Sandra turned. She was beside the corpse. She could feel it, sense it there beside her left foot. Her hands were over her face. Something stronger than shuddering reaction, an irresistible, horrible attraction drew her like a magnet. She took her hands away.

The glazed eyes in that staring white face looked up at her. Just the same – but not the same. In that gaping mouth the hammer-headed, fungously white plug was missing.

Dow had cut out the corpse’s tongue!

III

Sunlight through the Venetian blinds of Captain Corrigtan’s office made bars of light and shade over the heap of police photographs on his desk, over Sandra’s slim hands, leafing through them. As she dropped each photograph, Gawdy picked it up, scrutinizing it with his big florid face outthrust, his blue eyes sharp. Captain Corrigan paced up and down the office. The floor creaked under his heavy step. His bullet head looked jammed between his shoulders, his hard eyes as if he had not slept all night. De Saules, incessantly fingering his spike of beard, sat a little removed, his cool eyes flitting, not over the photographs of Captain Corrigan, but over Sandra’s trim body, her velvety absorbed eyes, the color in her young cheeks.

Sandra tossed aside the last photograph of a Chinese with a criminal record.

“I can’t find him, Captain Corrigan.

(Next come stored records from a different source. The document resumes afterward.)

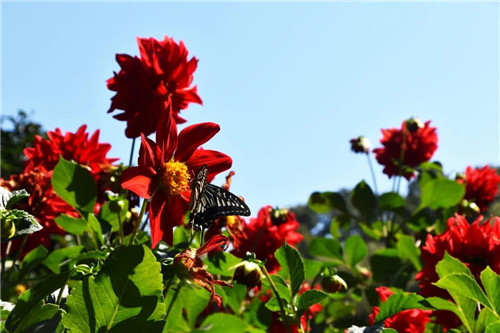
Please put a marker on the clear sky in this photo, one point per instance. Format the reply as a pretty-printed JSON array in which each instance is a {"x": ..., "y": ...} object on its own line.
[{"x": 289, "y": 83}]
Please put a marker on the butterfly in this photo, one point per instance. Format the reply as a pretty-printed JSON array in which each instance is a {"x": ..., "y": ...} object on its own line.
[{"x": 209, "y": 202}]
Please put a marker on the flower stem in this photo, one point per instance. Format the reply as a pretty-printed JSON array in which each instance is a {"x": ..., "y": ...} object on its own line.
[
  {"x": 136, "y": 227},
  {"x": 131, "y": 153},
  {"x": 372, "y": 172},
  {"x": 179, "y": 286},
  {"x": 273, "y": 287},
  {"x": 120, "y": 226}
]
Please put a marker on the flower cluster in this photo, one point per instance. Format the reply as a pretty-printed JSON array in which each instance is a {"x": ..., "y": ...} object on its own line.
[
  {"x": 407, "y": 147},
  {"x": 157, "y": 82},
  {"x": 407, "y": 321},
  {"x": 266, "y": 233},
  {"x": 476, "y": 245}
]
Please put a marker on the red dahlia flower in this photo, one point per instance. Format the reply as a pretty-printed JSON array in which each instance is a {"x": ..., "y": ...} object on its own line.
[
  {"x": 406, "y": 148},
  {"x": 165, "y": 169},
  {"x": 476, "y": 245},
  {"x": 43, "y": 203},
  {"x": 481, "y": 185},
  {"x": 266, "y": 233},
  {"x": 157, "y": 82},
  {"x": 45, "y": 153},
  {"x": 191, "y": 267},
  {"x": 407, "y": 321}
]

He’s just not here.”

Captain Corrigan looked at Gawdy as if here were his last hope.

Gawdy shook his head. “He’s none of these.”

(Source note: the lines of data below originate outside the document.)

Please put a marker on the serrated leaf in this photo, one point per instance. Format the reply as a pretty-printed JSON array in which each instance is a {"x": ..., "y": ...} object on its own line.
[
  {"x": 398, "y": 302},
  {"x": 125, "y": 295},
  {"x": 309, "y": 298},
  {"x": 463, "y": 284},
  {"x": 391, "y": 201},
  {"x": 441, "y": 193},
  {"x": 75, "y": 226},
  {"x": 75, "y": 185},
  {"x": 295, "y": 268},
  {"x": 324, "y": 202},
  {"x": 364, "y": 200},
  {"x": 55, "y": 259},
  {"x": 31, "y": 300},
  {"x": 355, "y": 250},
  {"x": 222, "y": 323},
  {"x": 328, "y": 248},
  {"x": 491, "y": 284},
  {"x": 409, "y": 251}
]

Corrigan came up. His voice was like an explosion. “We’ve got to find out! We’ve ransacked the Chinese quarter, combed the city all night!” His jaws clicked shut, worked. “There was nothing in the old man’s mouth to take out! Nothing! What was he after? The tongue was cut – cut by a scalpel – sliced out at the roots! Why? Why?”

His eyes raged at all three. Gawdy’s handsome face was blank. De Saules took his hand from his beard, smoothed his brows, shook his head. Sandra bit her lip. She was thinking: “They’re stumped. The police. They can’t get anywhere. How could they? They know even less than I do.”

Corrigan slapped the fingers of one hand on the palm of the other. “That yellow devil put that sentence on the back of the note – about the garage – merely to make us rush out pell-mell when he started the fire. He was hiding, watching the house, slipped in when we swallowed the bait. But what for? Why did he cut out the tongue? Why?”